I was sitting on my bed in my room now, hugging my legs tightly to my body. My head rested on my legs that were pressed together in front of me, and I felt the tears dripping from my eyes onto my legs and wetting the thin fabric of the pajamas I had on.

This was not the way I’d expected to reveal my pregnancy to Feliks. I knew we were not the ideal couple, and our marriage, to an extent, lacked some fragments of romance that were usually applied to normal couples, but still, I wanted to reveal the pregnancy to him in at least a romantic manner, maybe with a broad smile on my face and maybe a little bit of teasing him and asking him to guess what I was about to say.

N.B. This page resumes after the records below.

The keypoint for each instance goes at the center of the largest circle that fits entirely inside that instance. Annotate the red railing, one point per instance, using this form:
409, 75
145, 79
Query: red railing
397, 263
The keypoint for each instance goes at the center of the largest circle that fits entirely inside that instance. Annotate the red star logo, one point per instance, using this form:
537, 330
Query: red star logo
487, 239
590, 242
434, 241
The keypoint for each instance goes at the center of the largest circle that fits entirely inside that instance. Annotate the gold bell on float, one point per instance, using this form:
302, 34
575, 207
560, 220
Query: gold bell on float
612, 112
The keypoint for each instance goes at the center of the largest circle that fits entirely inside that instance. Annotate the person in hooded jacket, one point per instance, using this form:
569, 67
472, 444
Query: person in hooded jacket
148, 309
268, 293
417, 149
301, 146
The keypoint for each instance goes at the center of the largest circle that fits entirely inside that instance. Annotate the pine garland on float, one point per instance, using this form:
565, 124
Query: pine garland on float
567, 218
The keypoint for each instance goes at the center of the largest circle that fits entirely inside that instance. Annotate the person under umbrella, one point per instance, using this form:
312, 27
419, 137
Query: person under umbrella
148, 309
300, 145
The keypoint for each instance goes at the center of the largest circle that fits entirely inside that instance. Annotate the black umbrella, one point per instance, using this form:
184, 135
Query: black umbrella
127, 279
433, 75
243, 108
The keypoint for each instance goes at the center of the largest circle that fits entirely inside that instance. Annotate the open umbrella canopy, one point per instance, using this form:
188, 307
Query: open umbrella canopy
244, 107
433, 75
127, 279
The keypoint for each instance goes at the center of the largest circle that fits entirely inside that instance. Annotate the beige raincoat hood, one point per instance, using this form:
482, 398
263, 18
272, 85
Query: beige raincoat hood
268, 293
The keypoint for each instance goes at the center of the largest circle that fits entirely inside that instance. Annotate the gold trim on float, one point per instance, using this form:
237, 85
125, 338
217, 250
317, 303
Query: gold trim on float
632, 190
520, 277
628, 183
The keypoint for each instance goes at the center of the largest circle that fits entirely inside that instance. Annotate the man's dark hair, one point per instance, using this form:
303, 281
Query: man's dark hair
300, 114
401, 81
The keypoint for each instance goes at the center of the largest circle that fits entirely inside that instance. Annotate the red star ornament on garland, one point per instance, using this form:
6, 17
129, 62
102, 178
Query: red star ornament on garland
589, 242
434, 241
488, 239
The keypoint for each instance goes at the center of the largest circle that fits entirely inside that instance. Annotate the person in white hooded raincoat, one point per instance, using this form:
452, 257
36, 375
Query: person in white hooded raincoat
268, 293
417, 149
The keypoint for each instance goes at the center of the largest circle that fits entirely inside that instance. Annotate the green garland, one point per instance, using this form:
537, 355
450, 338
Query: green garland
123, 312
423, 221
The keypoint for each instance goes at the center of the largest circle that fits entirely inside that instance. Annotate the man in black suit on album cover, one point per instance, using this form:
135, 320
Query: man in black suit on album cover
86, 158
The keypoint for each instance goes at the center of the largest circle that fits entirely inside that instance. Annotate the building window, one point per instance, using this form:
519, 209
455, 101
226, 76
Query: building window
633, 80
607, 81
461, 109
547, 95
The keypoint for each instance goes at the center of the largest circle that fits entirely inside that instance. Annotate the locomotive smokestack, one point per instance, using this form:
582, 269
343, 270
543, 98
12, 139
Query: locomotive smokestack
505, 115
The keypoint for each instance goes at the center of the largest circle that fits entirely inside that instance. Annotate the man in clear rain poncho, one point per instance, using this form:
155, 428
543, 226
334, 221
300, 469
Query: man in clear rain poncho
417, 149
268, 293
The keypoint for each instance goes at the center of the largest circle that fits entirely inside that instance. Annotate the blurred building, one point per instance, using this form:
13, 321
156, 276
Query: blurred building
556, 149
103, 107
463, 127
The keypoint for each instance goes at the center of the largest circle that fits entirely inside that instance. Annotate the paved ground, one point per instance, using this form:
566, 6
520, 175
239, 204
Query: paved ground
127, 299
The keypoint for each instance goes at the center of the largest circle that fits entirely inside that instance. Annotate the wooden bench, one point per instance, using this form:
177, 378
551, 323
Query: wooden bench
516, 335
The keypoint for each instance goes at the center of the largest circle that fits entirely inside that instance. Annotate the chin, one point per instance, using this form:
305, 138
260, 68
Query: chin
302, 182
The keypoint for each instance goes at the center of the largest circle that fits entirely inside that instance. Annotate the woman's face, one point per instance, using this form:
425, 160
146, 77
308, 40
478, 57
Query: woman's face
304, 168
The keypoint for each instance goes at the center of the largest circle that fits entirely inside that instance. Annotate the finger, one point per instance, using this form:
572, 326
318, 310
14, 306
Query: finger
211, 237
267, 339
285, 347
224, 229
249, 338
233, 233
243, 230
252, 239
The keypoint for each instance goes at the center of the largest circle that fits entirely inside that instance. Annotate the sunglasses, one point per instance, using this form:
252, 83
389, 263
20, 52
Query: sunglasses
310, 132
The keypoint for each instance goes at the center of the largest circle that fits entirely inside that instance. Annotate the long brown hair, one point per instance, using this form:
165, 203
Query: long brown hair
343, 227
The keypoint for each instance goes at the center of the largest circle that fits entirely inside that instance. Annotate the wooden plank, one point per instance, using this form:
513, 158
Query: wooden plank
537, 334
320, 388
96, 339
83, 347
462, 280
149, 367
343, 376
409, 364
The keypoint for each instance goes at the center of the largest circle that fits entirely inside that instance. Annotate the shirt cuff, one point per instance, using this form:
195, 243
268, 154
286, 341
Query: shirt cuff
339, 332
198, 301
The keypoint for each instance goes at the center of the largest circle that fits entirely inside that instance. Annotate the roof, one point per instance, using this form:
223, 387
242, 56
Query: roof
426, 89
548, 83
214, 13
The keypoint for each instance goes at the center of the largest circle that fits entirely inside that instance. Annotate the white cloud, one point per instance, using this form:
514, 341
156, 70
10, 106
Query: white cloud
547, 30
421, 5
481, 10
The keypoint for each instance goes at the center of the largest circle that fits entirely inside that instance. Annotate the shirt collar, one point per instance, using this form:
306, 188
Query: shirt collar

I handed over the paper to him and stood behind him with a smile on my face as I watched his facial expression change from that of curiosity to whatever expression he’d have on finding out that I was pregnant with his child.

There were millions of other ways I would have broken the news to him in my head, but certainly not with him choking me and trying to stuff life out of me in the process and only letting go of me when he found out I was pregnant. I mean, Feliks finding out I was pregnant with his child was the only reason my lifeless body wasn’t lying somewhere around the house, hidden under a blanket, or even in a morgue. The thought of that made me flinch, and I pulled myself closer into my bed and hugged my body more tightly.

I didn’t think that the sight or the image of Feliks’ face when he held me and attempted to kill me earlier was going to leave my head in a hurry. He hadn’t held me like he was trying to scare me or something—he’d choked me like he had the intention of killing me.